Essen. Nick Cave, der Star des düsteren Rocks, war zu Gast in Essen. Im Colosseum-Theater begeisterte der Australier seine Fans in privater Atmosphäre.

Gedämpfte Musik im Foyer, Männer in gebügelten Hemden, Frauen in schicken Kleidern. Wein in langstieligen Gläsern, Sprudelwasser, ja, auch hier und da ein ordinäres Bier. Auf der Bühne ein Klavier und dahinter gut ein Dutzend Menschen, die brav an Tischen sitzen, auf denen (batteriebetriebene) Kerzen für eine gediegene Atmosphäre sorgen. Alle paar Minuten schlägt leise ein Gong, der den nahenden Beginn der Veranstaltung ankündigt, schließlich sind wir hier im Theater. Die Leute sollen nun, bitteschön, ihre gepolsterten Plätze einnehmen.

Wer am Donnerstagabend im Colosseum diese Szenerie erlebt und aus irgendeinem Grund nicht weiß, worum es zur Hölle hier geht, der würde nie darauf kommen, dass gleich Nick Cave das Podium betritt. Der Fürst der Finsternis, der Star des düsteren Rocks oder Blues, seit 40 Jahren von seinen Fans geradezu vergöttert für sein außergewöhnliches Schaffen. Aus Australien und dem Post-Punk kommend, hat er seine wilden Zeiten mit den früheren Bands Birthday Party und den heute noch existierenden Bad Seeds längst hinter sich gelassen. Heute gibt er sich als eine Art Elder Statesmen der Szene – und feiert auf seine alten Tage junge Erfolge.

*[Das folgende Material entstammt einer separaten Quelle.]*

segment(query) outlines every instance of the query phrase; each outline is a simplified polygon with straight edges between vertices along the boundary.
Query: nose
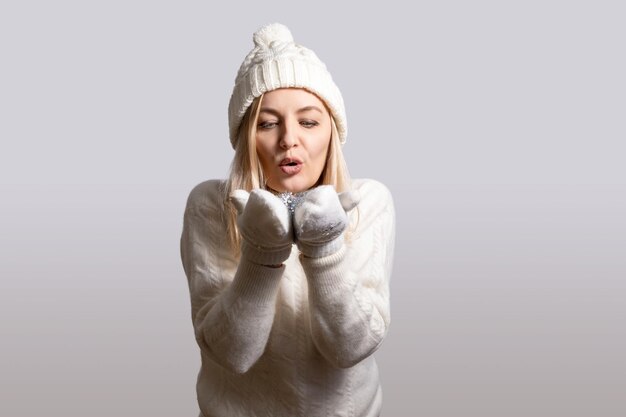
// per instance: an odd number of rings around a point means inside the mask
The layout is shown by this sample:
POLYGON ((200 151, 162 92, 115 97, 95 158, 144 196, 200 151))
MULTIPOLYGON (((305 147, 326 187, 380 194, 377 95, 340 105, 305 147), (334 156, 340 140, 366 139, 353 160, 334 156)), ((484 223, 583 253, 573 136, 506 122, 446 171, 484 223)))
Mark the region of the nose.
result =
POLYGON ((280 132, 280 142, 279 145, 281 148, 287 150, 287 149, 291 149, 292 147, 296 146, 297 143, 297 139, 296 139, 296 129, 291 126, 290 123, 284 123, 283 124, 283 129, 280 132))

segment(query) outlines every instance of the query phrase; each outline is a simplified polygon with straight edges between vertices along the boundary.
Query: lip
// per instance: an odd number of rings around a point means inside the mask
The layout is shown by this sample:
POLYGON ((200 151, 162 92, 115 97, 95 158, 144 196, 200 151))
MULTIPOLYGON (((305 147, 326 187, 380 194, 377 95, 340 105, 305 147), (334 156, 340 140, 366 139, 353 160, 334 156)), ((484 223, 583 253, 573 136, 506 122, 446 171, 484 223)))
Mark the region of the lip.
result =
POLYGON ((302 170, 302 161, 298 158, 284 158, 278 166, 285 174, 295 175, 302 170))

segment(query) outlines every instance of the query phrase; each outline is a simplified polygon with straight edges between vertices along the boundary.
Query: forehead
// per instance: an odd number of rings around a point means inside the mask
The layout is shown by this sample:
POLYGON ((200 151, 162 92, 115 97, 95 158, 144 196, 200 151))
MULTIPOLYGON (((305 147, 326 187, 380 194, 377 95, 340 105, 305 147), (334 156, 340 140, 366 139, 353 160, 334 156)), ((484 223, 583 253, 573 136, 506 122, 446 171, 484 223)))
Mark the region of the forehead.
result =
POLYGON ((302 107, 316 106, 326 112, 324 102, 315 94, 302 88, 279 88, 263 95, 261 107, 276 110, 297 110, 302 107))

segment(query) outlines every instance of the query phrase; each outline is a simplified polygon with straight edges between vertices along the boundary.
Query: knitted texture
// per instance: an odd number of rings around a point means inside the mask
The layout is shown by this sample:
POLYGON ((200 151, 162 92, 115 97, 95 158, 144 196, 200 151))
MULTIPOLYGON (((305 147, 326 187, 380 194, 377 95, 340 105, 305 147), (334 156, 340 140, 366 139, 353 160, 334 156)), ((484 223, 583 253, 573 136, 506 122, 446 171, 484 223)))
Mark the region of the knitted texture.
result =
POLYGON ((320 185, 308 191, 295 208, 293 222, 298 249, 305 256, 319 258, 341 248, 348 227, 348 211, 358 204, 358 194, 347 191, 338 195, 332 185, 320 185))
POLYGON ((390 323, 395 214, 389 191, 353 180, 360 201, 348 213, 345 243, 318 258, 291 251, 282 267, 270 268, 246 253, 236 259, 228 249, 223 187, 214 180, 192 190, 180 242, 202 358, 202 414, 380 415, 372 353, 390 323))
POLYGON ((291 216, 282 200, 266 190, 235 190, 230 196, 238 212, 242 253, 261 265, 277 265, 291 253, 291 216))
POLYGON ((278 88, 304 88, 326 103, 339 140, 348 134, 343 97, 326 65, 310 49, 294 42, 289 29, 280 23, 263 26, 252 36, 254 48, 244 59, 228 105, 230 142, 236 148, 241 120, 252 101, 278 88))

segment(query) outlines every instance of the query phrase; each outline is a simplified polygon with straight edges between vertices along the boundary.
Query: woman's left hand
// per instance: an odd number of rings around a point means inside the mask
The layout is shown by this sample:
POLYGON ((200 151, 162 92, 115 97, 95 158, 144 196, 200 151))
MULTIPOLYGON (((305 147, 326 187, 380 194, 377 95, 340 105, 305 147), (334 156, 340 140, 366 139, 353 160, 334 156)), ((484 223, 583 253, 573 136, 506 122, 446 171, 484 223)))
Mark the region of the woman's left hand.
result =
POLYGON ((337 194, 332 185, 307 191, 294 211, 294 231, 298 249, 305 256, 331 255, 343 244, 348 227, 347 212, 359 202, 356 191, 337 194))

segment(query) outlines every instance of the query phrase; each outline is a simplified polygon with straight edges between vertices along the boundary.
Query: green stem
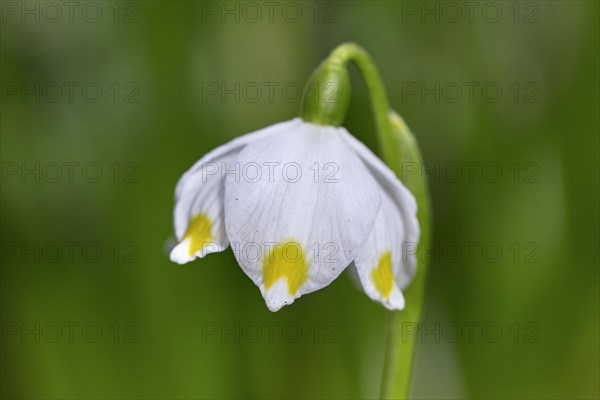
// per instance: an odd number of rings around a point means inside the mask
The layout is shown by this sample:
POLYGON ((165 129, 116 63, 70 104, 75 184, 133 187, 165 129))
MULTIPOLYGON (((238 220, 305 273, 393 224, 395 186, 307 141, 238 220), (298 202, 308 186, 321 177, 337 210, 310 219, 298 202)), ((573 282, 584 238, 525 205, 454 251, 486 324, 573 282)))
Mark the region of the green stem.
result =
POLYGON ((354 43, 344 43, 331 53, 330 59, 339 60, 343 64, 348 61, 354 63, 358 72, 363 78, 369 97, 371 99, 371 112, 379 140, 379 148, 382 152, 382 158, 388 163, 390 168, 396 170, 398 158, 394 155, 394 139, 392 137, 390 122, 388 120, 388 101, 385 94, 379 71, 373 62, 373 59, 362 47, 354 43))
MULTIPOLYGON (((333 50, 330 56, 315 70, 307 88, 331 87, 338 96, 329 100, 323 90, 316 97, 306 96, 301 116, 304 120, 322 125, 340 125, 348 109, 350 81, 347 65, 352 62, 363 78, 371 101, 377 139, 383 161, 401 177, 403 183, 417 200, 421 238, 419 246, 429 240, 430 206, 427 185, 420 174, 408 177, 402 174, 402 163, 422 165, 416 140, 402 118, 389 108, 381 76, 371 56, 354 43, 345 43, 333 50)), ((308 92, 308 90, 307 90, 308 92)), ((417 254, 419 254, 417 252, 417 254)), ((424 304, 427 265, 418 260, 417 272, 406 289, 406 307, 401 312, 389 312, 387 320, 386 351, 381 382, 381 398, 406 398, 410 389, 412 362, 416 336, 403 338, 403 331, 413 324, 418 328, 424 304)))
MULTIPOLYGON (((394 111, 390 111, 389 121, 394 142, 392 149, 400 164, 422 166, 419 146, 402 118, 394 111)), ((384 161, 387 162, 385 159, 384 161)), ((429 243, 430 238, 431 206, 427 184, 421 179, 421 174, 402 174, 400 169, 395 172, 417 200, 417 218, 421 235, 416 253, 421 254, 421 246, 429 243)), ((406 307, 401 312, 388 314, 386 354, 381 384, 383 399, 408 397, 418 334, 405 335, 404 333, 419 329, 425 305, 426 278, 427 262, 417 257, 416 274, 410 286, 404 291, 406 307)))

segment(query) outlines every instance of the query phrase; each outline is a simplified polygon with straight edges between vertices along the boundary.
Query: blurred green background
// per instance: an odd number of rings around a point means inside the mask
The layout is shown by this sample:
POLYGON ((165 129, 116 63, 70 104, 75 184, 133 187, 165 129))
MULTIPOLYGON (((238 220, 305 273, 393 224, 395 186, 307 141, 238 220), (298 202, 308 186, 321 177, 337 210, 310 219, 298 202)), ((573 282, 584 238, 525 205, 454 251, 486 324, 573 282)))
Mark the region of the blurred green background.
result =
POLYGON ((165 252, 180 175, 348 40, 430 171, 411 397, 598 398, 598 2, 53 4, 1 3, 3 398, 378 396, 385 312, 346 274, 271 313, 230 250, 165 252))

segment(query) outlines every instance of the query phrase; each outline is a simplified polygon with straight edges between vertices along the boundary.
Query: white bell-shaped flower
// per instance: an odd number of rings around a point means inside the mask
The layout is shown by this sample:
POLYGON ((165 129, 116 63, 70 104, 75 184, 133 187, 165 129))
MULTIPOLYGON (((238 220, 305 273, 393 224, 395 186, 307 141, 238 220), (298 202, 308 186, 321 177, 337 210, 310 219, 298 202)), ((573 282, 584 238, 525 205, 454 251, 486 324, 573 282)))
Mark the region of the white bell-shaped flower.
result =
POLYGON ((271 311, 352 264, 369 297, 404 307, 416 269, 405 252, 419 239, 415 199, 343 127, 295 118, 241 136, 194 164, 175 197, 171 260, 231 246, 271 311))

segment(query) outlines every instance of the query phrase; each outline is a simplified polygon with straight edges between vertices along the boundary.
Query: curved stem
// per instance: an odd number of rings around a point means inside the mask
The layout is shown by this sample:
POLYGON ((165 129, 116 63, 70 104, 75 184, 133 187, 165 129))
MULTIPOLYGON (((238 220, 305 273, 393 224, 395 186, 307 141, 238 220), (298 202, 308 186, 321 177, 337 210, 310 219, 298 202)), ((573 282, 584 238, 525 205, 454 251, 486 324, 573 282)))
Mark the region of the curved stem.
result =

Nick Cave erfüllt Musik- und Autogrammwünsche

In Anlehnung an das Format „The Red Hand Files“, auf denen er seine Anhänger im Jahr 2018 dazu aufrief, ihm online einfach mal ein paar Fragen zu schicken, lädt er nun zu „Conversations with Nick Cave – An Evening of Talk and Music“. Der Meister am Piano, „The Mercy Seat“, „The Weeping Song“, „Into My Arms“, „The Ship Song“ und später „Stager Lee“ – dazwischen ein teils launiger und sehr privater Austausch mit dem Auditorium, dessen Musik-, Autogrammwünsche und Bitten um persönliche Widmungen gerne erfüllt werden.

Schon auf seiner letzten Tour nach dem bahnbrechenden Album „Skeleton Tree“, mit dem er die Trauer über den Tod seines 2015 verunglückten Sohnes Arthur zu verarbeiten versucht, gibt sich der inzwischen 62-Jährige nahbar wie nie. Es scheint, dass er den unfassbaren Verlust, das riesige Meer der Trauer, am ehesten mit vielen Menschen um sich herum bewältigen kann. So sind es auch an diesem Abend in Essen diese ganz intimen Momente, in denen er zu seinem persönlichen Umgang mit diesem emotionalen Abgrund befragt wird, die einem die Tränen in die Augen schießen lassen. „Im November ist mein Sohn gestorben, er war zwölf. Für mich hat nichts wirklich mehr eine Bedeutung und ich frage dich: Wie hast du es geschafft, über den Verlust deines Kindes hinweg zu kommen?“

Kein Skript, kein Verhaltenskodex, keine Tabus

Nick Cave ist nicht überrascht, dass dieses schlimmste aller möglichen Themen hier schnell zur Sprache kommt. Bei den „Conversations“ gibt es kein Skript, keinen Verhaltenskodex, der den Besuchern an die Hand gegeben wird, keine Tabus. „Je mutiger und verrückter die Fragen sind, umso besser“, sagt er früh am Abend. Und dann wird es noch stiller im Saal, als er anhebt: „Ich habe versucht, nach Lichtern im Dunkel zu suchen. Erst waren es sehr wenige und sie waren sehr klein, dann wurden es mehr und sie wurden größer“, antwortet Cave und rät: „Probiere, über den Graben zu springen, denn auf der anderen Seite ist noch etwas!“

Transzendenz ist seit je her ein Anker in seinem Schaffen. Immer wieder bezieht er sich in seinen Songs auf übergeordnete Formen der Existenz, besingt den „Lord“ oder verweist auf die Bibel. Was uns Menschen nach dem Ableben erwartet? „Ich weiß es nicht“, sagt Nick Cave. „Und ich weiß auch nicht, ob es einen Gott gibt, aber nach Dingen außerhalb der direkten Wahrnehmung zu suchen, gibt mir kreative Energie.“

Nick Cave wollte immer so sein wie Elvis

Als er im noch jugendlichen Alter Leonard Cohen zum ersten Mal hört, wird der große Songschreiber zu seinem Spiritus Rector. Als Nick Cave dann Anfang der 80er selbst die ersten Songs schreibt und live performt, hat er aber ein anderes Idol vor Augen. „Ich wollte immer wie Elvis sein“, erzählt er in Essen. Und überrascht mit einem Bekenntnis zu einem musikalischen Sidekick, den man nun gar nicht mit ihm in Verbindung bringt: Kanye West. Das jüngste Album des US-Rappers mit Hang zum Größenwahn, „Jesus is King“, gefällt ihm.